Below you can find more information on the sessions we held in addition to the presentation slides and video replays from each session.
June 29, 1 p.m – 2 p.m. CARES Act: Implications for Retirement Security of American Workers
The CARES Act provides important relief for Americans struggling in the midst of the current pandemic. However, provisions that increase availability of loans and hardship withdrawals could significantly impact workers’ retirement security. On this panel, using EBRI’s Retirement Security Projection Model®, Jack VanDerhei will provide an evaluation of the provisions’ potential impact on retirement income adequacy. Edelman Financial Engines’ Bridget Bearden will give her perspective on how employers might help workers rebuild their retirement assets and avoid unnecessary access. We’ll also hear plan sponsors’ considerations, presented by the Chamber of Commerce’s Chantel Sheaks.

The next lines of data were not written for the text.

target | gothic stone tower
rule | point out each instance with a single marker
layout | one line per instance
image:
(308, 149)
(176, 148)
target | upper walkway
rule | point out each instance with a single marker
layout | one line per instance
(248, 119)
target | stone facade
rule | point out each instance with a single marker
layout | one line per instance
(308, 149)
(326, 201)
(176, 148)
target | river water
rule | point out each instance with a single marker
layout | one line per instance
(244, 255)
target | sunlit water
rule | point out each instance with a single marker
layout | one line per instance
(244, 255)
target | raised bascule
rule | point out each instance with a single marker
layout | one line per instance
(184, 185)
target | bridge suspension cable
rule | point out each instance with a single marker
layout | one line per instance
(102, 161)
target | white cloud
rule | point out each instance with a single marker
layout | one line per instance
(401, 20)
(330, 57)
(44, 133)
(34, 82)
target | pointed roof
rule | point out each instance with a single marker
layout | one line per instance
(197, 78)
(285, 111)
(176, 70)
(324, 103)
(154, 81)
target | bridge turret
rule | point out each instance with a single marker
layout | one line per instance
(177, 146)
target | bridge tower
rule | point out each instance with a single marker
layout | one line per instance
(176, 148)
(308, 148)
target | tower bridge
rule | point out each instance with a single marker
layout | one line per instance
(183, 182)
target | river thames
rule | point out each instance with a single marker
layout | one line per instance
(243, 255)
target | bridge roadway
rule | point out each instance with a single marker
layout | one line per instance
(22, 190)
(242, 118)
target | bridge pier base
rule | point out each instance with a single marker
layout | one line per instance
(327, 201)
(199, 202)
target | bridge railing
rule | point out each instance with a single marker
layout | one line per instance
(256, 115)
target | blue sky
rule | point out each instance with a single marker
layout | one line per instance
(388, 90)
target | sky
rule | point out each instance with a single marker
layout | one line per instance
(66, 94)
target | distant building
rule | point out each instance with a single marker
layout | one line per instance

June 30, 1 p.m. – 2 p.m. The New Landscape: COVID-19’s Impact on Defined Benefit Plans
The pandemic has had a mixed impact on single-employer pension plans and arguably a devastating impact on multiemployer pension plans. In this session, Christopher Bone, former Director of Policy, Research and Analysis Department of the Pension Benefit Guaranty Corporation, will discuss how market volatility and changes in the benchmark corporate bond interest rates have affected deficits across the U.S. pension system — as well as the implications of the deficit changes. He will be joined by Jason Russell of Segal and Bruce Cadenhead of Mercer.
July 1, 1 p.m. – 2 p.m. Coming out the Other Side of COVID-19: the Future of the Employer Based Health Care System
With COVID-19 poised to plunge the U.S. economy into the first recession since the Affordable Care Act was put into place, the question now is: Will struggling employers move away from their role in providing health care coverage for American workers? Join this panel to hear more about the future of the employment-based health benefits system.
July 2, 1:00 p.m. – 2:00 p.m. Financial Wellness in Times of Crisis
Prior to the current crisis, only 1 in 5 families with working family heads had liquid savings of more than three months. This means that most workers are likely struggling as they face the current crisis. How are plan sponsors, providers, and policymakers addressing the current need?